My artistic approach tends to deconstruct the intimidating collage of lining up the different community groups so that they don’t get to perform only what they usually do. The mission is to reconstruct new images where the community groups equally with professional artists are given new and most often strange tasks in order to create layered images, which will collectively retell the collective stories. Trusting the traditions and talents of the participants, and their practices, also pushing the limits of the imagination to regenerate the possessed technique in new forms. Everyone in this process is a pro star.
This entails a second phase of training and workshops with the local community members. These workshops may end up being held in the backyard of a factory, if I am working with factory workers, or in the canteen of a mobile company during the employees’ breaks, or at the harbor as early morning as 5am if I am working with fishermen. Together round the clock, I hop along my team from one location to another, training, dreaming away and sculpting a fraction of the coin!
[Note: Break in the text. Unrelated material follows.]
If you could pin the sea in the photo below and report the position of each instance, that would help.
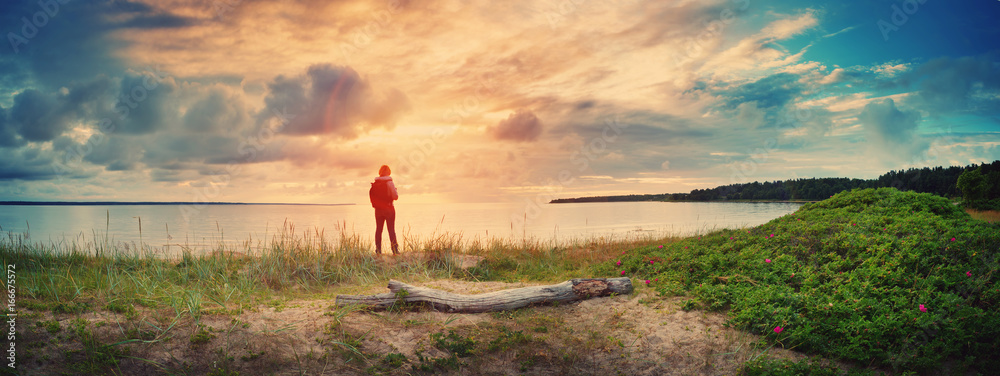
(205, 227)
Parallel to the community work on the ground, another layer of the work is massively around inspiring the professional artistic, music and scenography teams. Consequently, forming the first major bridge between the local and the professional; a solid collaborative production team that is highly flexible to adapt to building the collective musical score, and the scenography narrative elements is key for putting up such large- scale spectacles involving community members.

The outcome is a true meeting, a thin line between the professional performer, maker and the community member /amateur is devised.
Equality on stage along with community empowerment by giving access to high caliber artistic direction and production elements is an act of inclusion, participation, ownership and a lifetime transformative experience towards the arts, both for participants and audience. Finally, it is a new warm memory of rediscovering and reshaping the usual experiences in our towns for generations to come.